Where is your G-d? they ask.
or, as they said to a pastor I know: ‘Oh, you’re one of those.‘
As I write this, it’s raining here, and I thought about how my day’s plans are now ruined, yet I have no idea if the sun is coming out later today.
Yet, I’m out of the rain, and I can write this on a pretty neat machine that allows me to do it quickly and share it with you, while having my coffee. By those standards, if my plans have to wait on the weather, should I not be assured that what I need to do will get done, just not on my schedule? By those standards, am I not blessed and provided for by His hand? Has He not told me not to worry on these things, because in His eyes I’m worth more than the birds that He also provides for?
And I remember I’m told to let my light shine before men, and that in this hostile climate of the nation I’m not allowed to hate my brothers, that I’m set apart and called to a higher standard, and I’m to serve and praise in spirit and truth, and keep the statutes and commandments passed on to us through the Son, confess Him before doubting, sinful, earthly minded people, and abide in Him, because I’m incapable of doing all of that without Him.
I say this to tell you that the first I focused on this morning was me, even as I got up and prepared to write this. So you see these are as much for me redirecting that focus as they are for anybody else.
Believers, we are told to guard our hearts for a reason; it is as possible to do good in the flesh as it is to do evil, yet our Savior tells us that if we do that, we have our reward, and to not let our left hand know what our right is doing.
In times of trial, grief, and loss, when our hearts are heavy, and reasons for them aren’t present, we can turn tearful eyes and angry hearts to Heaven, and like the rich young ruler, walk away with great sadness, having made our choice.
May the Lord’s voice be gentle in your ear: ‘Will you also go away?’ Like the unsteady, passionate Peter, let us answer: ‘To whom shall we go? You have the words of life.”
It is the reason G-d says Israel ‘honors me with their lips, but their hearts are far from Me.” (Matthew 15:8)
There is a reason why it’s first in the list when Jesus says, ‘Love the Lord your G-d with all your heart, soul, mind, and strength.’ (Luke 10:27)
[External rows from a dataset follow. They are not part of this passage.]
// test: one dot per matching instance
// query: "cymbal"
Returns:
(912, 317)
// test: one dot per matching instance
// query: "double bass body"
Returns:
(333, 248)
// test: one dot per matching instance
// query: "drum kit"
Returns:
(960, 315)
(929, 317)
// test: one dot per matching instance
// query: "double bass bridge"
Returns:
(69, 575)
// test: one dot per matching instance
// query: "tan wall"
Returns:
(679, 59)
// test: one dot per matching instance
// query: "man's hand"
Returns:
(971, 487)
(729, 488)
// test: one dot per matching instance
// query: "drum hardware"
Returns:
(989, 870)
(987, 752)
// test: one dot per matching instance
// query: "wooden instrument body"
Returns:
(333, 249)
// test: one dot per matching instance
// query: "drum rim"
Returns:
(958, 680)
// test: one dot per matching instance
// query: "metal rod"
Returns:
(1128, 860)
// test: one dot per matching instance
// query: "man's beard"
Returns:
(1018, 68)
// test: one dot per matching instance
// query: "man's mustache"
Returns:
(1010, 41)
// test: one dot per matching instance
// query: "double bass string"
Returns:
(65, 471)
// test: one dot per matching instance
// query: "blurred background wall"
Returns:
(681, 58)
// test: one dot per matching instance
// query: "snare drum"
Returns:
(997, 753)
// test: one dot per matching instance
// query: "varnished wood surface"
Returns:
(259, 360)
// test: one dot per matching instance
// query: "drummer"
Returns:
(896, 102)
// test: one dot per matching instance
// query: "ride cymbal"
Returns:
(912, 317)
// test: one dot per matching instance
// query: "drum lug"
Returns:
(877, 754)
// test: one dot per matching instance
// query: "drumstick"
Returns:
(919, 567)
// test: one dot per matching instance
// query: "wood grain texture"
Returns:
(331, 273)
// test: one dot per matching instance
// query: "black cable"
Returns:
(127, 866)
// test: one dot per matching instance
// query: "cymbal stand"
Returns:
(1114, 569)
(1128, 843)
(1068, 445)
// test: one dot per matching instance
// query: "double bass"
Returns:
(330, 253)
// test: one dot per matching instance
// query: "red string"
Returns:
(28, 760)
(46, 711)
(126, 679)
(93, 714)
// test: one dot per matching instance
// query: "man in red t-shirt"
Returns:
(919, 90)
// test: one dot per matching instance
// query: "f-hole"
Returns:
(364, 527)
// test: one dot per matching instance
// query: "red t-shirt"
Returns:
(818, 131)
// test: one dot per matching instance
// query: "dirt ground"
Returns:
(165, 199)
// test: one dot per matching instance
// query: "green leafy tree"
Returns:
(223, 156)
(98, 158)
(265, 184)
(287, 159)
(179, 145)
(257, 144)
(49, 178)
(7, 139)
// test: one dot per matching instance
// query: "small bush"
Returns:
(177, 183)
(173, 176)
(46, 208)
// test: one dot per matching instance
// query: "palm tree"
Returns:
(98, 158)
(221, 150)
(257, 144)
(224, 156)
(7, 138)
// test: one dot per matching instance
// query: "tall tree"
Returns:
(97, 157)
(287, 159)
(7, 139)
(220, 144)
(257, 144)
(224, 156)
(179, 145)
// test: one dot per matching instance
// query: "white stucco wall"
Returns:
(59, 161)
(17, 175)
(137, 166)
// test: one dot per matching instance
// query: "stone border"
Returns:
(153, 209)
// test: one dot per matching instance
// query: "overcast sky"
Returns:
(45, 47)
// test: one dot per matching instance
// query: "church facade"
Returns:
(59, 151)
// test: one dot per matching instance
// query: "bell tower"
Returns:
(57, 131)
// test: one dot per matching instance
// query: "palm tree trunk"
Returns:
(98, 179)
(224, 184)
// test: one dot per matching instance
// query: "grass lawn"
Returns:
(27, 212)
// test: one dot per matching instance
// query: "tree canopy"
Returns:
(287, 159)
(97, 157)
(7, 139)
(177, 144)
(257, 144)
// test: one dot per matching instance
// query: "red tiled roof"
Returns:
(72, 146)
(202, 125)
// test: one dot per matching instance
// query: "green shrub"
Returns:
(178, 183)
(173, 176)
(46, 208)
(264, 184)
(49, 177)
And to not let them be troubled by our fear: ‘Let not your heart be troubled, neither let it be afraid.’ (John 14:27)
Therefore I pray:
Father in Heaven,
We lift our hearts to You today, to do that which You need to it, for change, for cleansing, for softening so that Your words are fall into fertile spiritual soil that delights to do Your will.
Let our hearts be quiet within us when calamity comes, when the outside world is scornful and full of men scrambling for power they can’t keep, in a world they can’t stay in.
Let our hearts be steadfast within us when moments of doubt come, when the foolish wisdom of men and their philosophies seems to contain a form of godliness, but lacks the truth.
Let our hearts rejoice within us today at the reading of Your Holy Word, in the praises of our singing, and in the works of our hands as we minister and serve in Your Name, and to Your Glory.
We thank You for this day, whatever the weather may be, whatever our plans are, and we will rejoice in it with grateful hearts of fear, reverence, and love as we gather to praise You, or meet with You in the quiet places of our souls as we speak to You alone.
Replace the hearts of stone with those of flesh, tender, receptive, and discerning, as we turn them back to you, reconciled in the work of Your Son, to Your glory, and redemption of our souls.
I ask it, believing I’ve already received.